Una vez, cuando mis paseos matinales se alargaban hasta el
crepúsculo, descubrí un huerto. Aquel huerto, carecía de sosiego, incluso
parecía que las almas errantes de varios titiriteros turcos habían pasado por
allí. Me pasaba horas y horas mirándolo, incluso llegué a sentir el vacío que
todo huerto rinde a su amo. Un buen día, me acerqué lo suficiente para observar
el color caoba de los frutos que nunca daba. Era el huerto de la nostalgia.
Muchos dijeron posteriormente que ese huerto pertenecía a la diosa melancolía.
Sabía muy bien que nunca volvería por allí. El huerto dejó
en mí un resquemor de tristeza que sólo con la ninfa verde podría olvidar.
También es cierto que muchas noches después de conocer el secreto del huerto, aún lloraba
recordando el sinfín de miedos que bajo esas polvorientas tierras se escondían.
Era un sótano escondido a nuestros ojos.
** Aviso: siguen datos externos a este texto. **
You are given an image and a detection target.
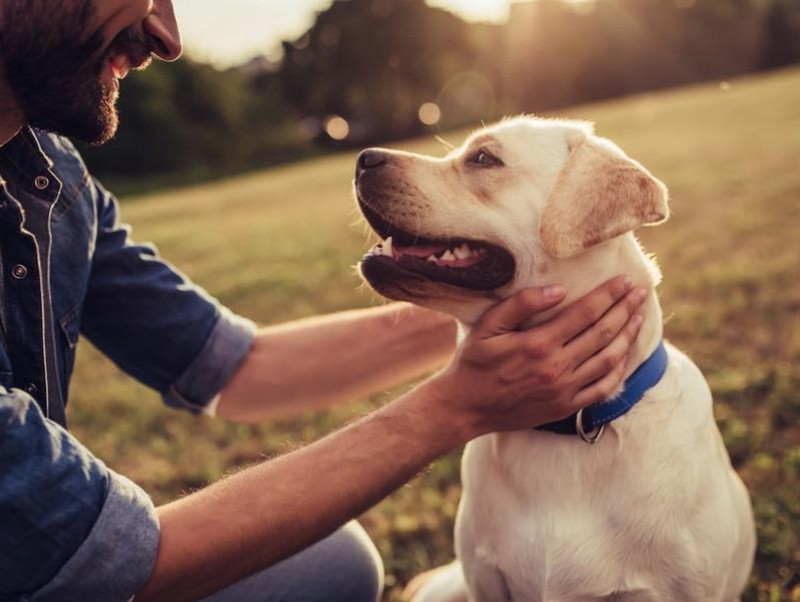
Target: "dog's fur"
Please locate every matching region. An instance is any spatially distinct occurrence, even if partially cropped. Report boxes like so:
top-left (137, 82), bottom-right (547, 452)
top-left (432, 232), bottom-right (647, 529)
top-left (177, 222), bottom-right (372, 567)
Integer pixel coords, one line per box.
top-left (356, 118), bottom-right (755, 602)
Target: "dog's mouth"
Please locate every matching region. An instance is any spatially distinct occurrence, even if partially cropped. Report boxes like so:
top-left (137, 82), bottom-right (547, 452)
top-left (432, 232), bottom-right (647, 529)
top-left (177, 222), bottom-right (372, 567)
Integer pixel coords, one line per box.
top-left (359, 202), bottom-right (516, 291)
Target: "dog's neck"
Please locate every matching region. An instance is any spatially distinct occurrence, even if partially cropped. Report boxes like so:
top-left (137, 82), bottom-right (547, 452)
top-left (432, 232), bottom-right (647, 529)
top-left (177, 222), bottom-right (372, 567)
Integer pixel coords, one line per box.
top-left (460, 234), bottom-right (663, 379)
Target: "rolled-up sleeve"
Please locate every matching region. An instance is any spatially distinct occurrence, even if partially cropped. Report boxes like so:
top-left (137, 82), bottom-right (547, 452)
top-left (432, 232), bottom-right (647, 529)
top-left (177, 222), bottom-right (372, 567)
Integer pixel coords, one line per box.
top-left (0, 387), bottom-right (159, 602)
top-left (81, 182), bottom-right (255, 413)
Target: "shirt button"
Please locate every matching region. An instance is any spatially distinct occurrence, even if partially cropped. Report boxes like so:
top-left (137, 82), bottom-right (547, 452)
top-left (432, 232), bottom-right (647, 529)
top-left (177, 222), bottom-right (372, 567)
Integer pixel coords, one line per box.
top-left (11, 263), bottom-right (28, 280)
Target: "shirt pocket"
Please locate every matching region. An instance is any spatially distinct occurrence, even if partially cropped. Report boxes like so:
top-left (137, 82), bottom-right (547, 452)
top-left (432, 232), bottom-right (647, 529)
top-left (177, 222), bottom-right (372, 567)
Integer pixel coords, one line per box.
top-left (0, 340), bottom-right (14, 389)
top-left (58, 305), bottom-right (81, 399)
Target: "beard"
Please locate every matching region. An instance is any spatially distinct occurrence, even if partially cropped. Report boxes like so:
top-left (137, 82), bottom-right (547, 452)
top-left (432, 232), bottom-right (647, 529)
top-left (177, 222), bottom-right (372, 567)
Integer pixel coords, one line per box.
top-left (0, 0), bottom-right (150, 145)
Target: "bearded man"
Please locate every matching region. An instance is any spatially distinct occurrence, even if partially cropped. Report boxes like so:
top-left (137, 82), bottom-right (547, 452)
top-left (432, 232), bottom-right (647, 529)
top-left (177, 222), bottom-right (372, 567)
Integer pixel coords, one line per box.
top-left (0, 0), bottom-right (642, 602)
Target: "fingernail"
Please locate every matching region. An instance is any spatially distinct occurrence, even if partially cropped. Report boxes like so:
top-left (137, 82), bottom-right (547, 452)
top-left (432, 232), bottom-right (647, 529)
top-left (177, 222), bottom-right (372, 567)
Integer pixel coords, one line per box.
top-left (617, 276), bottom-right (633, 293)
top-left (544, 284), bottom-right (567, 299)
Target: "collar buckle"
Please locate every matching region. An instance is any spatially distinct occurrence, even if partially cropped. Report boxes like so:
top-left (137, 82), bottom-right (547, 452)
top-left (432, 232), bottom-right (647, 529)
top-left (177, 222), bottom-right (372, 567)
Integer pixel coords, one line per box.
top-left (575, 408), bottom-right (606, 445)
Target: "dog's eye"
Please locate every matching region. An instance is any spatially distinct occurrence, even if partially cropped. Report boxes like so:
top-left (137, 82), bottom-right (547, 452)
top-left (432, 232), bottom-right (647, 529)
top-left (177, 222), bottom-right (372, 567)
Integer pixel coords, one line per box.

Era una galería de sueños y miedos que
todo huerto necesita.
Poca gente acudió a su funeral. Incluso él mismo llegó
tarde. Sabía, por fin, que el huerto estaba cabalgando sobre piezas imperfectas
de puzzles de eternidad. Por eso, la gente abucheó a la parca cuando por un error
de agendas, apareció por allí. Era por fin su hora.